Adams led with 30.8 percent of the vote after the first round of ballot counting, in which only No. 1 choices were tallied. Wiley — the left-leaning candidate most feared by real estate interests — was second in that initial count with 21.3 percent, followed by Garcia with 19.6 percent.
After eight rounds of counting, in which the last-place finisher’s No. 2 votes were reallocated in each round, Adams had a majority of votes: 50.5 percent to Garcia’s 49.5 percent. But the race was not close until that final tally. After seven rounds, Adams was at 40.5 percent, Garcia at 30.4 percent and Wiley at 29 percent.
Real estate interests also delivered financial backing to Ray McGuire, whose investment banking background and lack of political experience were major handicaps during the race, and to Shaun Donovan, a top housing official in the Bloomberg and Obama administrations, who never gained traction with voters. Lack of charisma was a problem for both candidates.
That was not the issue for the fourth-place finisher, Andrew Yang, but he lost momentum after leading the race early. Wiley’s main competitor on the left, Dianne Morales, saw her campaign implode because of a campaign staff revolt.
City Comptroller Scott Stringer, an early favorite in the race, campaigned against developers’ tax breaks but was already struggling with voters when sexual harassment allegations derailed his candidacy.

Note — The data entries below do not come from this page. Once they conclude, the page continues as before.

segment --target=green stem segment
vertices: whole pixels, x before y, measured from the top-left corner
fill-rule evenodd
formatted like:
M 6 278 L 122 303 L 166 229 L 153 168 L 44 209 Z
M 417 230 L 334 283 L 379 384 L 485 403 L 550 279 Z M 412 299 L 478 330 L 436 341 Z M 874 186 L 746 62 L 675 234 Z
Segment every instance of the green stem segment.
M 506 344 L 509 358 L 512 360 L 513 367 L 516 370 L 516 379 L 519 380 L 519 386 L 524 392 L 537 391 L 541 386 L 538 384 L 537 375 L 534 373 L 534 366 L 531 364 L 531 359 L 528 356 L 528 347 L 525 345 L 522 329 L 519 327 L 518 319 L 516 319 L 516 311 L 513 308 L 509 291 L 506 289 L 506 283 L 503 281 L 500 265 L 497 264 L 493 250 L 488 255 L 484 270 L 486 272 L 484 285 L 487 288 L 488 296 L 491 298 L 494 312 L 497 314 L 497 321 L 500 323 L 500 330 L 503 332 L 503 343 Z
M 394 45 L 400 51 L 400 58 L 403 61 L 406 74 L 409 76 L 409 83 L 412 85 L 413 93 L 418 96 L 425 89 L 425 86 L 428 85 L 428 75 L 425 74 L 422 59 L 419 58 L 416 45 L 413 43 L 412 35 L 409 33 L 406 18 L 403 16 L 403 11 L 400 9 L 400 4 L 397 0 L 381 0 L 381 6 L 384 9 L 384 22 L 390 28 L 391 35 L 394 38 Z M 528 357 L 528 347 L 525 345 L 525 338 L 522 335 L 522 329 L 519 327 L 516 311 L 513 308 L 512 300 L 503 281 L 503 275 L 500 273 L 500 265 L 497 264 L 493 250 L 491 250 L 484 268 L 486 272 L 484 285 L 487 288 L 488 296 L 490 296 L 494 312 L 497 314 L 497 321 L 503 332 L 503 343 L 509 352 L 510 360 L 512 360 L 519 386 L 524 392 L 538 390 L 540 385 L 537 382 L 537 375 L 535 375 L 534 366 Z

Adams was a Democrat for most of his life but took a detour as a registered Republican from 1997 to 2001. He left the Police Department and won election in 2006 to the state Senate, where he often clashed with his more liberal colleagues. In 2013, he was elected Brooklyn borough president, all the while planning to run for mayor in 2021, when term limits forced him and Mayor Bill de Blasio from office.